Mis à jour le 18 nov. 2010
Daphné Cameron LA PRESSE



Le président de la FTQ, Michel Arsenault, s'est dit prêt à y témoigner. Il soutient toutefois n'avoir jamais eu connaissance de gestes de corruption au sein de son syndicat. «Je n'ai jamais eu d'offre de pot-de-vin de quelque nature que ce soit», a-t-il précisé mercredi après-midi devant une salle bondée de journalistes.

La FTQ était le dernier allié du gouvernement Jean Charest dans son opposition à la tenue d'une commission d'enquête publique. Le syndicat affirme avoir changé de camp, car les allégations persistantes de collusion dans le milieu de la construction et dans l'attribution des contrats municipaux étaient en train de «salir» l'ensemble de l'industrie.

«Tous les jours, il arrive quelque chose de nouveau. Ça devient pratiquement une téléréalité», a lancé M. Arsenault. «Je pense qu'il est temps que le juridique s'en mêle.»

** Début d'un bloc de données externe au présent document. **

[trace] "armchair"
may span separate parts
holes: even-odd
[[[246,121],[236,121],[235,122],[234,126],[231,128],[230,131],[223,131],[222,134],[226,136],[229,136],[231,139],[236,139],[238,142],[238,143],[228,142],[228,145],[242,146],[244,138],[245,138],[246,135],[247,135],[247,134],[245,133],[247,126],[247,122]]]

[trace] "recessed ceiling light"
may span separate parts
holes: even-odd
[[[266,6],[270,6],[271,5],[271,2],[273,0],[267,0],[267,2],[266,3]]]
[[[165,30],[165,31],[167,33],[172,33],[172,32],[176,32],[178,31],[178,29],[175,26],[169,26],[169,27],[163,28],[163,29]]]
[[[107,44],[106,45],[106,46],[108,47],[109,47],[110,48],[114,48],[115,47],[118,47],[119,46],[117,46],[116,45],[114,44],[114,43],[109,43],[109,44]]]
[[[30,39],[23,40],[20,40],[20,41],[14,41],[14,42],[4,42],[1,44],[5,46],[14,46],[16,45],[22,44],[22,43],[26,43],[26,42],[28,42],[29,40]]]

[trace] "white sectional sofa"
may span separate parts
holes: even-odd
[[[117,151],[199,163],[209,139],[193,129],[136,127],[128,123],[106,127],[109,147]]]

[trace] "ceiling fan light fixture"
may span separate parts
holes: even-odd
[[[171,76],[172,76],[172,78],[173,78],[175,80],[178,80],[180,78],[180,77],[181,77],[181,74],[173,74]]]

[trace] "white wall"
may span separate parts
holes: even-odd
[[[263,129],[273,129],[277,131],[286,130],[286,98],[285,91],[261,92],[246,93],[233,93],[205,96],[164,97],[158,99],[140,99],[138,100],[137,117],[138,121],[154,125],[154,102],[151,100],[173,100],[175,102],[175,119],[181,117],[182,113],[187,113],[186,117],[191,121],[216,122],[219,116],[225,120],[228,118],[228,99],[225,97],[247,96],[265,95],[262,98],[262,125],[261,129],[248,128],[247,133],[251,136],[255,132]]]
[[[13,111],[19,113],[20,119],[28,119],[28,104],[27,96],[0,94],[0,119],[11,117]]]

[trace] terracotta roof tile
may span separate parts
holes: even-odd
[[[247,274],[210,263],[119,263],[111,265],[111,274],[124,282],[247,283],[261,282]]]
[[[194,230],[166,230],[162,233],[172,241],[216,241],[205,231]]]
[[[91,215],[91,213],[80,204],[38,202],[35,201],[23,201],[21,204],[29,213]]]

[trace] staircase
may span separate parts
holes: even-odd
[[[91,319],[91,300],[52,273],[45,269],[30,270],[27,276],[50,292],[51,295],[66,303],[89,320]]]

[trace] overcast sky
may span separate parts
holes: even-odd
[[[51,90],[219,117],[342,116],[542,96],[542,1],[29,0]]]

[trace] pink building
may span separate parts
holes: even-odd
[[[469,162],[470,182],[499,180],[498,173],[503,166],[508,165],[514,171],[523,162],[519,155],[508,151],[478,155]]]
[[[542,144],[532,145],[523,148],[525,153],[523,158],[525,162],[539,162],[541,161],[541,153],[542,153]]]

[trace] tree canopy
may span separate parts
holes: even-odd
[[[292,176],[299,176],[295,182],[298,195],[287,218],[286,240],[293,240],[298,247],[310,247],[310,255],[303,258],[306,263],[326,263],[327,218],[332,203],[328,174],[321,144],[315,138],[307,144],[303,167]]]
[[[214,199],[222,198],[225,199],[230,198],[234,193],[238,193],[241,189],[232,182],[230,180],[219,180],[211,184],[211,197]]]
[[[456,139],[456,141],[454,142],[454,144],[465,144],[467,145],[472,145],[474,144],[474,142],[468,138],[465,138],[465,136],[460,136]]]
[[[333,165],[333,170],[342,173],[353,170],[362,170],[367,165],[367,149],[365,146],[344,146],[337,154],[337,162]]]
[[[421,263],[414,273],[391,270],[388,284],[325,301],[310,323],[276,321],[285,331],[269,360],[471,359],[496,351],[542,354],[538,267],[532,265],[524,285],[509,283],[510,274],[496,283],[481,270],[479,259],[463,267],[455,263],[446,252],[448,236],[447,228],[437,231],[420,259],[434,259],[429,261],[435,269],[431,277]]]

Le changement de cap de la FTQ est également le fruit de pressions internes, notamment de la section québécoise du Syndicat canadien de la fonction publique (SCFP), qui représente des milliers d'employés dans les municipalités du Québec. Au cours de la dernière année, le SCFP s'est prononcé à de nombreuses reprises en faveur d'une commission d'enquête publique. La nouvelle survient deux semaines avant la tenue du congrès annuel de la FTQ.

Quel mandat pour la commission?

La FTQ demande au gouvernement Charest de déclencher la commission d'enquête publique «dans les plus brefs délais». Elle souhaite que la commission ait le mandat de se pencher sur la collusion dans l'industrie de la construction ainsi que dans l'attribution des contrats publics. Elle ne s'oppose pas à ce que le thème du financement des partis politiques soit abordé. On voudrait aussi parler de la question du travail au noir au Québec.

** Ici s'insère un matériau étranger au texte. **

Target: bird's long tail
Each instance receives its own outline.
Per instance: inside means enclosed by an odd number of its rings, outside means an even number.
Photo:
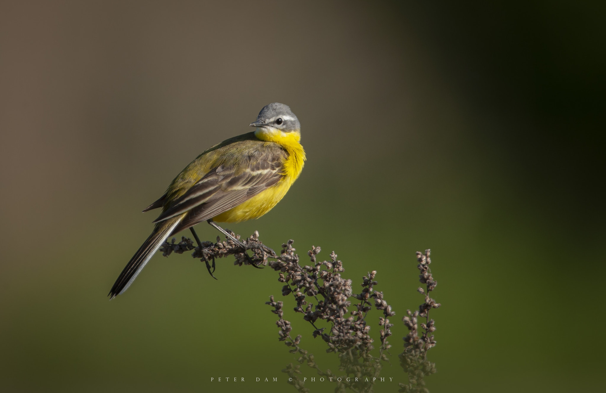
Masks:
[[[147,262],[152,259],[154,254],[179,224],[184,215],[181,215],[158,223],[150,237],[139,247],[139,250],[130,258],[124,270],[122,270],[122,273],[120,274],[120,276],[116,280],[108,295],[110,297],[110,300],[121,295],[128,289]]]

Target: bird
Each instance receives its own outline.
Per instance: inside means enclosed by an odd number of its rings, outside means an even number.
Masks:
[[[242,245],[215,221],[258,218],[284,196],[305,161],[299,119],[287,105],[273,102],[249,125],[254,131],[204,151],[177,175],[164,195],[143,210],[161,207],[162,212],[112,287],[110,300],[128,289],[167,238],[190,229],[201,247],[193,227],[205,221]],[[212,275],[208,262],[207,267]]]

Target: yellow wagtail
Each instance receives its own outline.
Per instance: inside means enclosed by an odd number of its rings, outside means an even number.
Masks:
[[[207,221],[241,244],[214,221],[258,218],[284,197],[305,159],[299,143],[299,119],[288,106],[274,102],[264,107],[250,126],[255,131],[224,141],[199,155],[175,178],[164,195],[143,210],[162,208],[152,234],[112,287],[110,298],[130,286],[167,238],[190,228],[201,246],[192,227]]]

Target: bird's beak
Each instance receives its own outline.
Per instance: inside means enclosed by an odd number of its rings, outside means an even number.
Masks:
[[[264,127],[265,126],[267,125],[267,124],[264,124],[263,122],[261,120],[257,120],[256,121],[253,121],[253,123],[248,124],[248,126],[250,126],[251,127]]]

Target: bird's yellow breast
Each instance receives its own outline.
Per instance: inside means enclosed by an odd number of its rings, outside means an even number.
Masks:
[[[305,160],[305,150],[299,141],[301,133],[295,131],[283,132],[276,129],[259,128],[255,136],[268,143],[278,143],[288,153],[283,166],[282,179],[275,186],[262,191],[255,196],[238,206],[213,218],[220,223],[239,223],[253,218],[258,218],[280,201],[286,195],[303,169]]]

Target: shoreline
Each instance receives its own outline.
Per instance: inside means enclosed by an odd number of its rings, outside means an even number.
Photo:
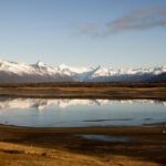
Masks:
[[[110,98],[166,101],[166,83],[22,83],[1,84],[4,97]]]

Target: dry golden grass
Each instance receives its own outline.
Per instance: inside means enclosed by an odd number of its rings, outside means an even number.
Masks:
[[[164,127],[29,128],[0,125],[0,166],[163,166]],[[104,134],[137,139],[108,143],[74,137]]]

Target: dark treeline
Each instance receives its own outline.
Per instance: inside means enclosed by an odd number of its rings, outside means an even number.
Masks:
[[[166,87],[166,82],[54,82],[54,83],[7,83],[0,87]]]

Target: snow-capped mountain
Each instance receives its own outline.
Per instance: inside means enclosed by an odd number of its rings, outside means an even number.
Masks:
[[[49,66],[39,61],[35,64],[0,60],[0,83],[33,82],[122,82],[166,81],[166,66],[148,69],[112,69],[103,66],[72,68],[61,64]]]

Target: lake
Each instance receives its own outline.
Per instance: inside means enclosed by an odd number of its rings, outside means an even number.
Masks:
[[[166,122],[166,102],[0,97],[0,124],[35,127],[142,126]]]

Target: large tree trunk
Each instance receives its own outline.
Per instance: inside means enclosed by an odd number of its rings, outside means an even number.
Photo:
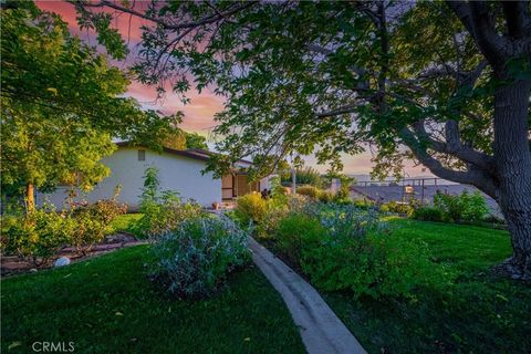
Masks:
[[[33,184],[25,185],[25,202],[28,211],[35,210],[35,195]]]
[[[517,81],[494,93],[494,159],[498,204],[506,217],[513,254],[498,269],[531,280],[531,152],[528,107],[531,81]]]

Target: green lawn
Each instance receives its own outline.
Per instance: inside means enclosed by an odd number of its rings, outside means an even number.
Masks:
[[[75,353],[304,353],[257,268],[210,300],[179,301],[147,280],[147,250],[2,280],[2,353],[29,353],[35,341],[74,342]]]
[[[111,227],[115,231],[125,231],[142,238],[138,231],[135,229],[135,222],[142,218],[142,214],[124,214],[118,215],[111,223]]]
[[[511,253],[507,231],[407,219],[389,225],[394,237],[426,241],[434,261],[460,275],[448,293],[425,290],[409,302],[325,294],[368,352],[531,353],[531,287],[489,272]]]

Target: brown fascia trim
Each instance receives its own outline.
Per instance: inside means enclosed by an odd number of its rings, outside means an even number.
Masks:
[[[144,147],[144,148],[148,148],[148,147],[143,146],[142,144],[133,144],[131,142],[119,142],[119,143],[116,143],[116,146],[117,147]],[[210,158],[210,156],[216,155],[216,153],[212,153],[212,152],[209,152],[209,150],[204,150],[201,148],[191,148],[191,149],[186,149],[186,150],[178,150],[178,149],[170,148],[170,147],[163,147],[163,150],[165,153],[168,153],[168,154],[185,156],[185,157],[189,157],[189,158],[194,158],[194,159],[199,159],[199,160],[202,160],[202,162],[207,162]],[[207,156],[205,156],[205,155],[207,155]],[[251,162],[246,160],[246,159],[239,159],[238,163],[252,165]]]

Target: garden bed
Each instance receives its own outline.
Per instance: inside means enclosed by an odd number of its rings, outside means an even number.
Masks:
[[[323,298],[369,353],[530,353],[531,288],[496,277],[511,253],[506,231],[391,219],[392,236],[427,242],[436,263],[459,273],[448,293],[406,300]]]
[[[75,252],[75,249],[73,247],[65,247],[60,250],[56,258],[67,257],[72,262],[77,262],[88,258],[93,258],[95,256],[108,253],[124,247],[137,246],[140,243],[145,242],[138,241],[136,237],[131,233],[119,231],[114,235],[107,236],[103,242],[94,244],[84,256]],[[40,266],[39,269],[46,269],[51,267],[53,267],[52,261]],[[34,264],[29,261],[21,260],[15,256],[3,256],[1,258],[2,277],[14,275],[37,270],[38,269]]]
[[[320,291],[369,353],[529,353],[531,288],[497,277],[492,266],[511,254],[507,231],[386,217],[389,236],[427,243],[434,262],[457,273],[447,291],[419,288],[410,299]],[[306,280],[299,264],[260,239]]]
[[[257,268],[231,274],[211,299],[175,300],[148,281],[148,247],[2,280],[2,352],[49,341],[76,353],[305,353]]]

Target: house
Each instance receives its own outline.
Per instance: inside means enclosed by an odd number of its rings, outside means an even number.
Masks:
[[[183,199],[194,199],[205,207],[214,202],[230,201],[250,191],[269,189],[269,177],[249,183],[246,168],[251,166],[248,160],[240,159],[235,164],[233,173],[222,178],[214,178],[212,173],[202,173],[206,163],[214,154],[202,149],[177,150],[165,147],[162,153],[145,147],[132,146],[128,143],[117,143],[113,155],[102,159],[111,169],[108,177],[101,180],[90,192],[77,197],[77,200],[94,202],[113,196],[116,186],[122,190],[121,202],[128,205],[129,210],[139,207],[144,174],[146,168],[156,167],[162,190],[179,192]],[[61,186],[51,194],[38,194],[37,202],[64,205],[70,187]]]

«Si le premier ministre acquiesce à notre demande, on veut que ça se fasse dans les règles de droit», a précisé M. Arsenault. «Si jamais la FTQ est écorchée, on veut avoir l'opportunité de contre-interroger les gens qui nous accusent, ce que l'on n'a pu faire jusqu'à présent. Nous voulons présenter une preuve et des mémoires, si nécessaire.»

Bien qu'elle critique la lenteur de l'escouade Marteau à épingler des coupables, la FTQ souhaite que les enquêtes policières soient maintenues.

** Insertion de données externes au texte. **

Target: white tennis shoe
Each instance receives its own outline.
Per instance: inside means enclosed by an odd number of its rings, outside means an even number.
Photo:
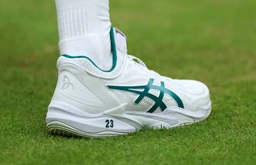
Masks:
[[[206,85],[149,70],[127,54],[121,31],[112,28],[110,37],[113,63],[109,70],[86,56],[59,58],[58,82],[46,117],[49,132],[103,138],[193,124],[209,115]]]

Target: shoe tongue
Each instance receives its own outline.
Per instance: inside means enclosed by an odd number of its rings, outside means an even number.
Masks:
[[[118,28],[115,28],[115,42],[116,49],[123,55],[127,54],[126,36]]]

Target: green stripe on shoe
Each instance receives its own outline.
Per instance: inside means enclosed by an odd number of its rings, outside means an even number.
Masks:
[[[117,63],[116,47],[115,47],[115,35],[114,35],[113,28],[111,28],[110,29],[110,41],[111,41],[111,49],[112,49],[112,55],[113,55],[113,57],[112,57],[113,63],[112,63],[112,66],[109,70],[105,70],[99,68],[89,57],[86,57],[86,56],[70,56],[68,54],[63,54],[61,56],[66,58],[70,58],[70,59],[79,59],[79,58],[86,59],[89,62],[91,62],[94,65],[94,66],[96,66],[99,70],[102,72],[105,72],[105,73],[109,73],[115,70],[116,66],[116,63]]]

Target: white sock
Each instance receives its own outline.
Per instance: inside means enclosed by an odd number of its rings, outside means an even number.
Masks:
[[[61,54],[86,56],[103,69],[112,55],[109,0],[56,0]]]

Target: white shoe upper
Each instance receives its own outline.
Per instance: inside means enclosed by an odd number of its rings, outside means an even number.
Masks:
[[[186,110],[190,115],[190,112],[196,112],[210,105],[206,85],[172,79],[148,70],[141,60],[127,54],[125,35],[117,30],[114,33],[115,68],[102,71],[83,57],[60,57],[52,102],[64,102],[92,115],[118,111],[161,113],[175,109]],[[209,112],[200,115],[205,118]]]

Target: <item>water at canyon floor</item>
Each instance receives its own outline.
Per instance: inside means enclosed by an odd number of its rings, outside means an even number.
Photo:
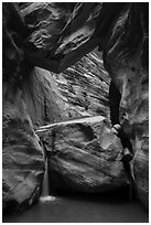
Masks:
[[[128,194],[58,194],[20,214],[3,215],[3,223],[148,223],[148,213]]]

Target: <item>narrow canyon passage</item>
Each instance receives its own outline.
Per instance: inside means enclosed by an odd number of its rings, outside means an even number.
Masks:
[[[107,194],[67,194],[43,197],[22,214],[3,216],[3,223],[148,223],[148,214],[129,202],[128,189]]]
[[[61,125],[84,122],[86,119],[95,121],[97,117],[43,126],[37,129],[37,133]],[[46,149],[43,149],[45,173],[39,203],[21,214],[3,215],[3,223],[148,223],[148,213],[134,197],[130,197],[130,184],[104,193],[55,190],[53,181],[48,179],[48,158]]]
[[[3,223],[148,210],[149,3],[3,2]]]

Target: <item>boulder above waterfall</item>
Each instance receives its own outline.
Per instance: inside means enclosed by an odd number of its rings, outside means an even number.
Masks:
[[[128,184],[120,140],[105,117],[44,126],[36,133],[46,150],[53,188],[104,192]]]

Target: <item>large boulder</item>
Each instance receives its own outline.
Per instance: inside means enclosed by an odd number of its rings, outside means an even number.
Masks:
[[[36,131],[48,161],[48,179],[58,190],[104,192],[129,183],[120,140],[105,117],[44,126]]]

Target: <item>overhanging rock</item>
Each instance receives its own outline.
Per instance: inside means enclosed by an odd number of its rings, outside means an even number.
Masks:
[[[122,188],[128,178],[122,147],[105,117],[41,127],[36,133],[48,158],[48,178],[58,190],[104,192]]]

«Nous ne voulons surtout pas d'une commission spectacle, mais bien d'une commission qui va aller au fond des choses», a résumé M. Arsenault.

Bombardé de questions des journalistes, M. Arsenault refusé d'admettre qu'il y avait eu de «mauvaises pratiques» à la FTQ. Au cours de la conférence de presse, l'expression «crime organisé» n'a pas été employée une seule fois.

Rappelons que de nombreux reportages diffusés au cours des deux dernières années ont fait état de liens troublants entre le secteur de la construction et le crime organisé. La FTQ-Construction et le Fonds de solidarité de la FTQ ont été grandement secoués par la diffusion de diverses allégations d'irrégularités et de favoritisme.